= Album procedure =

Soviet extrajudicial convictions, 1937–1938

The album procedure (в альбомном порядке) was a simplified procedure of extrajudicial conviction by NKVD, introduced in the Soviet Union during the Great Purge. The level of punishment (execution or imprisonment) of the arrested persons was decided by local organs during the investigation, the lists of the convicted were sent to NKVD headquarters, where they were approved en masse and returned for immediate application of the punishment. The name of the procedure came about because the lists collected by mid-range NKVD organs were bound into albums.

== Procedure ==
The procedure was introduced in the August 11, 1937 NKVD Order No. 00485 "On liquidation of Polish sabotage and espionage groups and units of P.O.W." (P.O.W. stands for the Polish Military Organization, Polska Organizacja Wojskowa.) The order specifies the process as follows:
- During investigations all arrested are to be classified into two categories: First Category, subject to execution by shooting, Second Category: subject to placement into prisons and GULAG labor camps. (Since the time of the Purges, the euphemisms "First Category" and "Second Category" have been in use for a long time, both in legal parlance and in common speech.)
- Every 10 days, lists of the convicted with brief summaries of the cases are to be sent to the Soviet NKVD.
- The lists are compiled by local NKVD organs and the categories (first or second) are assigned by NKVD chiefs and prosecutors of the republic, oblast or krai.
- After the approval by the NKVD of the Soviet Union and the Procurator General of the Soviet Union, the convictions are immediately put into action.

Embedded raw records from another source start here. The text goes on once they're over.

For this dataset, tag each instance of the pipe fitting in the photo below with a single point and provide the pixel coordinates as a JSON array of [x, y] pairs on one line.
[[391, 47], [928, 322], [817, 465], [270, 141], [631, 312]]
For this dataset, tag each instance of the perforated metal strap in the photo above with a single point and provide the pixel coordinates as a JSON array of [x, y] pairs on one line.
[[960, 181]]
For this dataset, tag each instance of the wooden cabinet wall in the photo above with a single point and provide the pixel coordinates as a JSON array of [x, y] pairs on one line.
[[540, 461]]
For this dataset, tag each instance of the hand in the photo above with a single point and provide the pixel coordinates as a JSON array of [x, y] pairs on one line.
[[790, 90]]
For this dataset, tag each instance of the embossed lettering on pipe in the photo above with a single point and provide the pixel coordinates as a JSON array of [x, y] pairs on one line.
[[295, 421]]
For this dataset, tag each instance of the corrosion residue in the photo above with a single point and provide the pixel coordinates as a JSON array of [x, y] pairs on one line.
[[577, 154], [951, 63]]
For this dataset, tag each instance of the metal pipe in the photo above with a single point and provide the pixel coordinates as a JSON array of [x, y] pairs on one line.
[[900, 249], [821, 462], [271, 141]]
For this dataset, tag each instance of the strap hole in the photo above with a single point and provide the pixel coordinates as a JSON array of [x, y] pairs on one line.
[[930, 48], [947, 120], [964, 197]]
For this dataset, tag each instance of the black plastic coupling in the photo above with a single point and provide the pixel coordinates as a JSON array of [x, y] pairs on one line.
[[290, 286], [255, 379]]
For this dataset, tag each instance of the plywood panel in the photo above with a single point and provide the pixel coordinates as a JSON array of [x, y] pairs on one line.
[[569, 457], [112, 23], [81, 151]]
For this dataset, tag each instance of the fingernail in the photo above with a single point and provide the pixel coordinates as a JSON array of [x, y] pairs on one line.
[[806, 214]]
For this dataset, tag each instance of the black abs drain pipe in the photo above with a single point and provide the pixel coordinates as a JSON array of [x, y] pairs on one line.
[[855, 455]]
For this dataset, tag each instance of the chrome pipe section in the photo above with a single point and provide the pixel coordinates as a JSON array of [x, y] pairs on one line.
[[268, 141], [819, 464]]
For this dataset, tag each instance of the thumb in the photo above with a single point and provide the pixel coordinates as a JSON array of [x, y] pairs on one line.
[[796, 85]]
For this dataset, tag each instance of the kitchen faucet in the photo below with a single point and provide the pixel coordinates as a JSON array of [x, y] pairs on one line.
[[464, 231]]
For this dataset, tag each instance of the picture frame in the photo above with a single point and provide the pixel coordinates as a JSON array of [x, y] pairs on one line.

The procedure was supplementary to convictions performed by NKVD Troikas introduced by July 30, 1937 NKVD Order No. 00447.

Still, the number of convictions was so overwhelming that on September 15, 1938, the lower, regional level Special Troikas were introduced, with the rights to impose death penalties and immediately execute them.

Both NKVD Troikas of all levels and "album procedure" were officially discontinued by November 17, 1938, Decree about Arrests, Prosecutor Supervision and Course of Investigation No. 81.

As an example, during the German Operation of the NKVD (July 1937-November 1938) of 55,005
convicted Germans in Russia 41,898 were executed, with the shares of "album" and "Troika" shooting being 24,910 and 16,988 respectively. Other convictions: "albums": 5,624, "Troikas": 7,483.